Kathy and I took a trip to the Dubai Creek area one morning just to spend the day away from the villas and being cooped up indoors. Nothing much has changed since I was here the last tim in 2008? Boats still pry the bay and river ferrires took people back and forth still for the price of one Dirham each.
It was a nice sun shiny day and we crossed over to the otherside of the creek where the older "souks' or shop outlets were selling all the spices and products from all over the Middle Eastern countries.
In looking for a subject to focus on I desided to take a trip with the camera covering the Gold and other jewelries which were in abundance along one section of the souk, it is something that has been an attraction to me from the past.
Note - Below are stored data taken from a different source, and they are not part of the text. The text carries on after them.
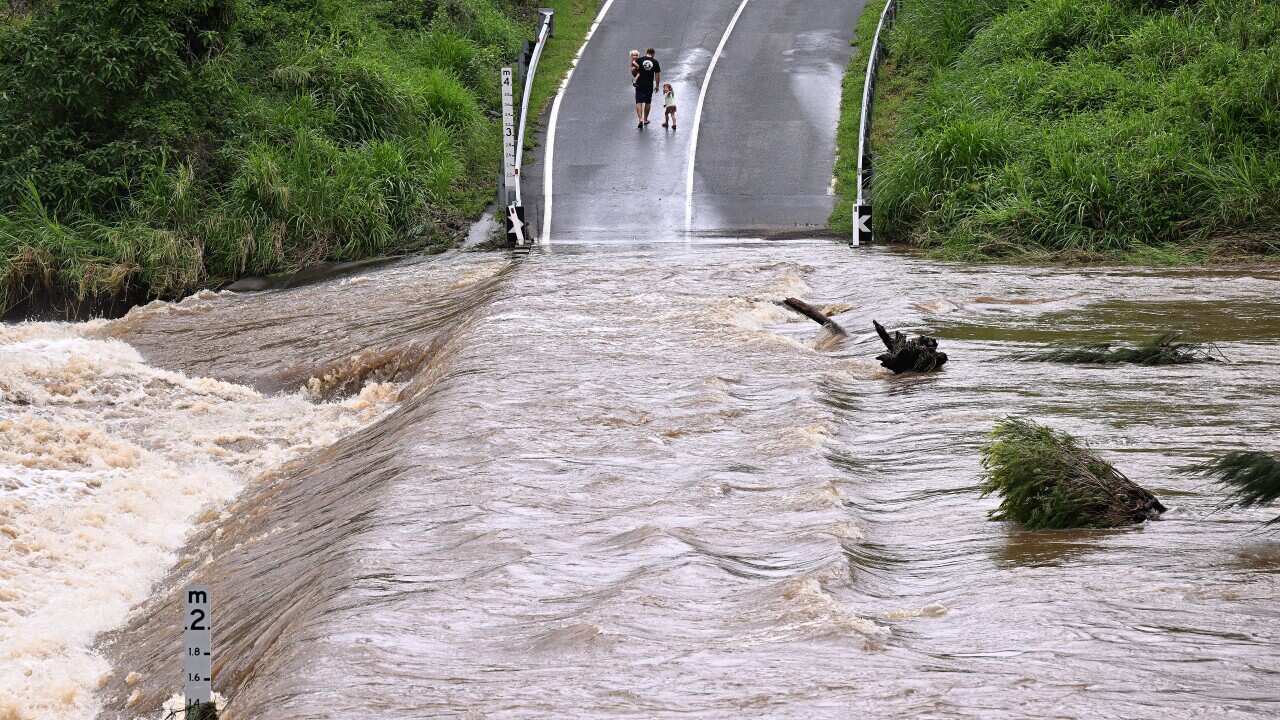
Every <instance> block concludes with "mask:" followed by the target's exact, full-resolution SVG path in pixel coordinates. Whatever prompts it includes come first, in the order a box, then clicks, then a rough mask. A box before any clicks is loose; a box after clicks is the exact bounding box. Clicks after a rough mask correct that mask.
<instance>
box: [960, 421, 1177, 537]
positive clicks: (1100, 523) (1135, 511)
mask: <svg viewBox="0 0 1280 720" xmlns="http://www.w3.org/2000/svg"><path fill="white" fill-rule="evenodd" d="M982 468H983V477H982V493H983V496H987V495H998V496H1000V497H1001V502H1000V507H997V509H996V510H995V511H992V514H991V518H992V519H993V520H1014V521H1016V523H1020V524H1021V525H1023V527H1024V528H1027V529H1029V530H1041V529H1062V528H1115V527H1120V525H1130V524H1134V523H1140V521H1143V520H1146V519H1148V518H1155V516H1156V515H1158V514H1160V512H1164V510H1165V506H1164V505H1161V503H1160V501H1158V500H1156V497H1155V496H1153V495H1151V493H1149V492H1147V491H1146V489H1143V488H1140V487H1138V486H1137V484H1134V483H1133V482H1132V480H1130V479H1129V478H1126V477H1125V475H1124V474H1123V473H1120V470H1116V469H1115V466H1112V465H1111V464H1110V462H1107V461H1106V460H1102V459H1101V457H1098V456H1097V455H1094V454H1093V452H1092V451H1091V450H1088V448H1087V447H1084V446H1083V445H1080V443H1079V442H1078V441H1076V439H1075V438H1073V437H1071V436H1069V434H1066V433H1064V432H1060V430H1055V429H1052V428H1047V427H1044V425H1041V424H1038V423H1034V421H1032V420H1027V419H1021V418H1006V419H1004V420H1001V421H1000V423H997V424H996V428H995V429H993V430H992V432H991V437H989V439H988V442H987V445H986V446H984V447H983V450H982Z"/></svg>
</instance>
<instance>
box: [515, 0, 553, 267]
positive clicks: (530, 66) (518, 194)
mask: <svg viewBox="0 0 1280 720" xmlns="http://www.w3.org/2000/svg"><path fill="white" fill-rule="evenodd" d="M539 12H540V13H541V15H543V24H541V27H540V28H539V31H538V40H536V41H534V44H532V47H531V50H530V49H529V47H526V56H527V64H529V67H527V68H522V69H524V73H521V74H522V76H524V86H525V87H524V94H522V100H521V104H520V115H518V118H517V115H516V106H515V87H513V85H515V73H513V72H512V69H511V68H503V69H502V143H503V145H502V170H503V172H502V177H503V184H504V192H503V205H504V208H506V210H504V211H503V217H504V218H506V225H507V245H508V246H509V247H511V249H512V250H515V251H516V252H529V250H530V249H531V247H532V245H534V240H535V238H534V237H532V234H530V232H529V223H527V222H526V220H525V199H524V195H522V193H521V187H520V184H521V177H520V176H521V172H520V170H521V165H522V163H524V155H525V127H526V124H527V122H529V100H530V97H531V96H532V88H534V76H535V73H536V72H538V60H539V59H540V58H541V56H543V49H544V47H547V40H548V38H549V37H550V36H552V33H553V31H554V27H556V26H554V18H556V12H554V10H549V9H545V8H544V9H541V10H539ZM517 122H518V126H517ZM548 172H550V170H548Z"/></svg>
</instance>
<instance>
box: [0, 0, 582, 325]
mask: <svg viewBox="0 0 1280 720" xmlns="http://www.w3.org/2000/svg"><path fill="white" fill-rule="evenodd" d="M539 5H541V3H538V1H536V0H381V1H362V3H344V1H339V0H308V1H303V0H129V1H124V0H102V1H95V3H59V1H55V0H17V1H15V0H10V1H9V9H8V12H6V13H3V14H0V127H4V128H5V129H4V132H3V133H0V306H3V307H0V309H3V310H4V311H6V313H9V311H12V310H14V309H15V307H17V309H18V310H22V309H24V307H27V306H32V305H45V304H52V305H56V306H64V307H78V309H81V310H84V309H93V307H102V306H106V305H109V304H116V302H122V301H125V302H136V301H141V300H146V299H152V297H165V299H166V297H177V296H182V295H184V293H188V292H191V291H192V290H196V288H200V287H207V286H216V284H219V283H221V282H225V281H229V279H234V278H237V277H239V275H244V274H269V273H276V272H284V270H292V269H297V268H300V266H302V265H306V264H308V263H314V261H320V260H330V261H343V260H357V259H362V258H370V256H376V255H387V254H398V252H407V251H420V250H431V249H439V247H447V246H449V245H452V243H453V242H454V241H456V240H457V238H458V236H460V234H461V233H462V229H463V225H465V223H466V222H467V220H468V219H471V218H474V217H475V215H477V214H479V211H480V210H481V209H483V208H484V205H485V204H486V201H488V200H489V197H490V196H492V193H493V182H494V178H495V176H497V168H498V164H499V159H500V150H502V147H500V135H499V131H498V127H497V124H498V123H499V122H500V111H499V91H498V68H499V67H500V65H502V64H508V63H512V61H513V60H515V59H516V58H517V56H518V53H520V50H521V45H522V42H524V41H525V40H526V38H532V35H534V32H535V28H536V24H535V20H536V8H538V6H539ZM550 5H553V6H557V5H558V6H564V8H562V9H566V10H570V9H572V8H580V6H584V5H588V3H577V1H573V0H562V1H558V3H557V1H553V3H550ZM585 9H586V10H590V12H591V13H593V14H594V6H591V8H585ZM559 20H561V24H559V27H561V28H566V29H567V32H564V33H563V35H564V36H568V35H570V33H571V32H572V28H573V23H575V20H573V19H571V18H566V17H562V18H559ZM561 40H563V42H566V44H570V45H575V42H573V38H572V37H563V38H561ZM575 46H576V45H575ZM566 67H567V61H564V63H563V64H562V65H561V67H557V64H556V59H554V55H552V61H549V63H548V64H547V65H544V68H543V70H544V72H547V73H554V74H557V76H558V74H561V73H562V72H563V69H564V68H566Z"/></svg>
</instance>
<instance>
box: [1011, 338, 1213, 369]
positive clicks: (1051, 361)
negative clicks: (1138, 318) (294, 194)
mask: <svg viewBox="0 0 1280 720" xmlns="http://www.w3.org/2000/svg"><path fill="white" fill-rule="evenodd" d="M1180 337H1181V334H1180V333H1176V332H1167V333H1164V334H1161V336H1157V337H1153V338H1151V340H1148V341H1146V342H1142V343H1138V345H1133V346H1119V347H1116V346H1112V345H1111V343H1110V342H1103V343H1097V345H1085V346H1080V347H1056V348H1053V350H1047V351H1042V352H1020V354H1016V355H1014V359H1015V360H1024V361H1029V363H1073V364H1098V365H1108V364H1119V363H1130V364H1134V365H1188V364H1192V363H1217V361H1219V359H1222V360H1225V357H1224V356H1222V354H1221V352H1220V351H1219V350H1217V348H1216V347H1213V346H1211V345H1204V343H1199V342H1180V341H1179V338H1180Z"/></svg>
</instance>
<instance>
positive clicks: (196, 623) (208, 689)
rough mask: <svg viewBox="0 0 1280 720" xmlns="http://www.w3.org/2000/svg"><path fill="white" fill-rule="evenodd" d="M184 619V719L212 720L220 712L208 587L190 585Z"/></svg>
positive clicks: (183, 614)
mask: <svg viewBox="0 0 1280 720" xmlns="http://www.w3.org/2000/svg"><path fill="white" fill-rule="evenodd" d="M182 618H183V625H182V626H183V633H182V639H183V652H182V671H183V697H184V698H186V705H184V707H186V712H184V717H186V719H187V720H206V719H210V720H211V719H215V717H218V711H216V708H215V707H214V685H212V683H214V637H212V635H214V633H212V624H214V623H212V602H210V597H209V585H205V584H192V585H187V589H186V591H184V592H183V614H182Z"/></svg>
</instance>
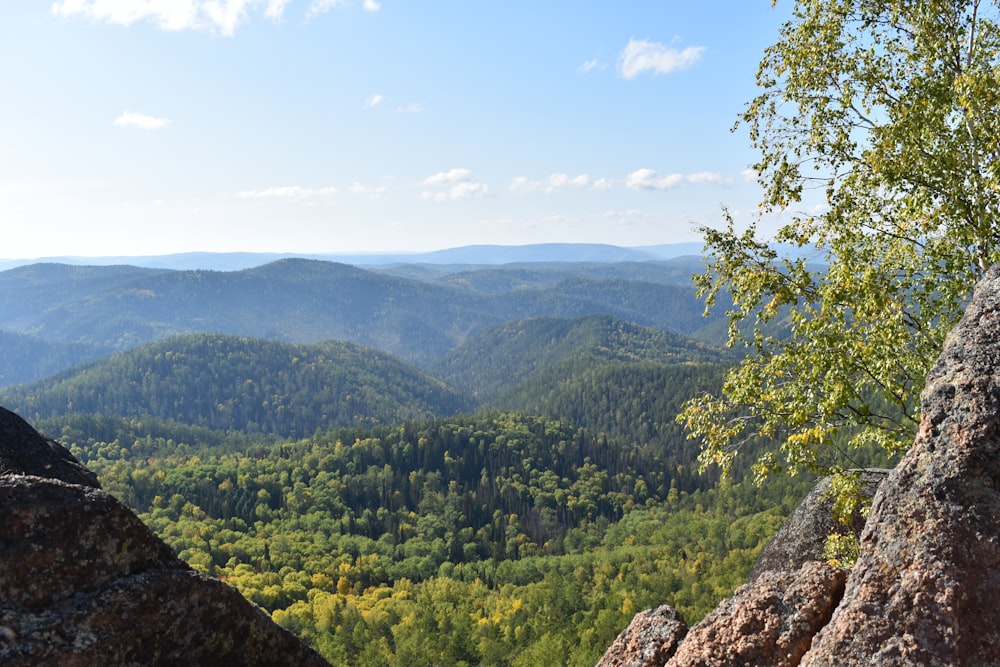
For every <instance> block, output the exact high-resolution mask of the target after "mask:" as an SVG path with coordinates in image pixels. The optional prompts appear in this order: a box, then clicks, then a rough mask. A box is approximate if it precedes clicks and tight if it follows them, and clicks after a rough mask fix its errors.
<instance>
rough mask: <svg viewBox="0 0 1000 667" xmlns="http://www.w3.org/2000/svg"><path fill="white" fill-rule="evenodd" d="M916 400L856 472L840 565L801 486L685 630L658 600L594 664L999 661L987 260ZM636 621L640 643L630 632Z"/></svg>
mask: <svg viewBox="0 0 1000 667" xmlns="http://www.w3.org/2000/svg"><path fill="white" fill-rule="evenodd" d="M921 409H922V413H921V414H922V420H921V425H920V429H919V431H918V433H917V436H916V439H915V440H914V443H913V446H912V447H911V448H910V450H909V452H908V453H907V454H906V456H905V457H904V458H903V460H902V461H901V462H900V463H899V465H898V466H897V467H896V468H895V469H894V470H892V471H889V472H888V473H887V474H885V476H884V480H882V481H881V483H878V481H879V480H878V476H879V474H880V473H876V474H875V477H874V478H872V479H871V480H870V481H871V482H872V488H875V487H876V485H877V491H875V496H874V500H873V505H872V510H871V513H870V515H869V517H868V520H867V522H865V524H864V526H863V528H862V530H861V535H860V543H861V552H860V556H859V558H858V562H857V564H856V565H855V566H854V567H853V568H852V569H851V570H850V571H843V570H838V569H836V568H833V567H830V566H829V565H826V564H825V563H823V562H821V561H819V560H818V559H817V557H818V553H816V549H817V546H816V540H815V539H814V538H816V537H817V536H818V535H819V531H818V530H817V527H821V526H822V520H823V511H824V510H823V508H822V503H821V502H819V501H818V500H817V497H816V496H815V492H814V494H813V495H812V496H810V498H807V499H806V501H804V502H803V504H802V506H800V508H799V510H797V512H796V515H799V516H798V517H796V516H795V515H793V517H792V519H790V521H789V524H795V522H796V521H798V522H799V523H798V524H797V525H798V526H799V527H798V528H788V526H786V528H784V529H782V531H780V532H779V534H778V535H777V536H776V538H775V540H774V541H773V542H772V543H771V545H769V546H768V548H767V549H766V550H765V553H764V554H762V557H761V561H758V566H757V567H755V568H754V572H753V573H752V576H751V579H750V581H749V582H748V583H747V584H746V585H745V586H743V587H741V588H740V589H739V590H737V591H736V593H735V594H734V596H733V597H732V598H730V599H728V600H726V601H724V602H723V603H721V604H720V605H719V607H718V608H717V609H716V610H715V612H713V613H712V614H710V615H709V616H708V617H706V618H705V619H704V620H703V621H702V622H701V623H699V624H697V625H696V626H694V627H693V628H691V629H690V631H688V632H687V633H686V634H684V633H683V632H677V631H676V628H677V625H678V624H683V620H682V619H680V620H678V619H676V618H674V617H673V616H672V615H671V614H669V613H667V612H666V611H665V610H664V608H660V609H659V610H658V613H657V614H656V615H653V616H651V615H650V612H643V613H641V614H639V615H637V617H636V620H634V621H633V625H636V626H637V627H635V628H633V627H632V626H630V628H629V629H626V630H625V631H624V632H623V633H622V635H620V636H619V638H618V640H616V642H615V644H614V645H613V646H612V647H611V648H609V649H608V652H607V653H606V654H605V656H604V657H603V658H602V660H601V662H600V663H599V665H601V666H602V667H604V666H606V667H610V666H612V665H614V666H615V667H623V666H625V665H628V666H629V667H645V666H647V665H648V666H652V665H668V666H669V667H681V666H684V667H688V666H691V667H693V666H699V667H729V666H733V667H735V666H737V665H739V666H741V667H742V666H744V665H755V666H760V667H777V666H781V667H797V666H799V665H801V666H803V667H819V666H831V667H832V666H837V667H850V666H854V665H879V666H880V667H903V666H904V665H906V666H912V665H928V666H931V665H934V666H937V665H941V666H945V665H948V666H951V667H958V666H965V667H987V666H990V665H996V664H1000V268H997V267H994V268H993V269H991V270H990V271H989V272H988V273H987V275H986V276H985V277H984V278H983V280H982V281H981V282H980V284H979V285H978V286H977V289H976V291H975V294H974V295H973V298H972V300H971V301H970V303H969V305H968V307H967V309H966V312H965V316H964V317H963V319H962V321H961V322H960V323H959V324H958V326H957V327H956V328H955V329H954V330H953V331H952V332H951V333H950V334H949V336H948V338H947V339H946V341H945V345H944V348H943V350H942V353H941V356H940V358H939V359H938V361H937V363H936V364H935V366H934V367H933V369H932V370H931V372H930V373H929V375H928V377H927V382H926V386H925V388H924V391H923V392H922V394H921ZM810 526H811V528H810ZM810 531H812V532H810ZM651 618H669V619H670V625H669V628H666V629H664V628H659V627H652V628H651V627H649V624H650V619H651ZM640 630H641V632H642V633H644V634H643V635H642V636H644V637H648V638H649V641H651V642H653V643H654V646H650V645H648V644H647V645H642V643H641V642H640V643H639V644H638V645H637V644H636V643H635V641H634V640H635V638H636V637H637V636H640V635H639V633H640ZM666 630H670V631H669V632H667V631H666ZM630 640H632V641H631V643H629V642H630Z"/></svg>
I used to do jewelry in college but found it too expensive to keep up.
Perhaps my attraction to this medium is mostly due to my father was a 'Gold Smith' as they were known in the old days and had brought the trade with him from Sri Lanka or Ceylon as it was known in his days.
My father used to design and created his own pieces of jewelry and I can remember watching him draw on pieces of paper that he would ask from us the kids and a pencil which he seemed to never had his own around. By modern standards he would have been considered a master craftsman! This was in the 50s and sixties and I got to watch him up close only when we moved to the East Coast of Terengganu in Malaysia. He was then producing jewelries for the the late Sultan Ismail Nasruddin Shah grandfather to the present King.
Compared to my father's works in those days modern jewelry hss become a high tech industry and the designs have evolved to the extent that it is almost impossible to imagine the pieces being handcrafted without the help of machines. There are Gold Smiths like my father still eking out a living where I came from in Penang but they are a dieng breed... Men whose fingers were hardened by the handling of files and cutters, pliers and tweezers, men whose patience were tested to the maximum by the tediousness of the work.
My father used to give us pocket money for finding him squid bones about the size of the palm of the hand and about an inch or more thick. These bleached bones wouls wash up along the beaches in the East Coast. He used these bones as the mould for pouring gold to shape for a ring. It was an ingeneous process which today is being replace by more sophisticated and less wasteful techniques.
My memories of my father working at his small workplace in a corner of the kitchen in our home was the moments when he would swear under his breath in Ceylonese everytime something did not come out right, like he had to recast a ring or the gold refuesd to cooperate with the way he had in mind. I caught the look of satisfaction on his face each time he completed a piece of jewelry to his satisfaction. There was no one to congratulate his effort and his accomplishment often went unnoticed.
I doubted that the palace paid him for what he was worth in those days and my father true to the Ceylonese blood in him compounded by being a frustrated artist was a drinker. It was his escape from the reality of a life that not what I would call ideal for him, socially, religiously or even being who he was as a father.
The most i have ever received from my father my entire life was the sum of fifty Malaysian Ringgit and that was when I had returned from the United States for a short visit. He had shoved the money into my palm and told me to spend it on myself from him and the look on his face simply made it impossible to say no to him.
As a teenager I would often check his pants pocket for change and most of the time there would be just enough there to 'steal' from! That was my pocket money from my father and i never received any had I asked for it somehow but he never complained that he has been missing twenty cents from his pants pocket every other day.
Every once in a while he would turn on me and swore,"Son of a Tiger!" in Singhalese at me, In all the time I was with him he never ever laid a finger on me no matter how bad I was. As I browsed at thewindows of the jewelry shops stealing shots of f my camera the thought of my father lingered in my mind. Through him I had watched a bar of gold the size of an eraser turned into a necklace, a ring a pendant. The hours of squating on the concrete floor of the kitchhen pulling gold through the tool that created a wire of gold for the chain and later cutting and coiling the wire into links one at a time and sodering it into the length of chain gave me today the inspiration to perservere in being an artist no matter what it takes to make a living and support my chldren in school. ONly I enjoy the pleasure of creation of my ow own works and there is no more any need for recognition or glamour!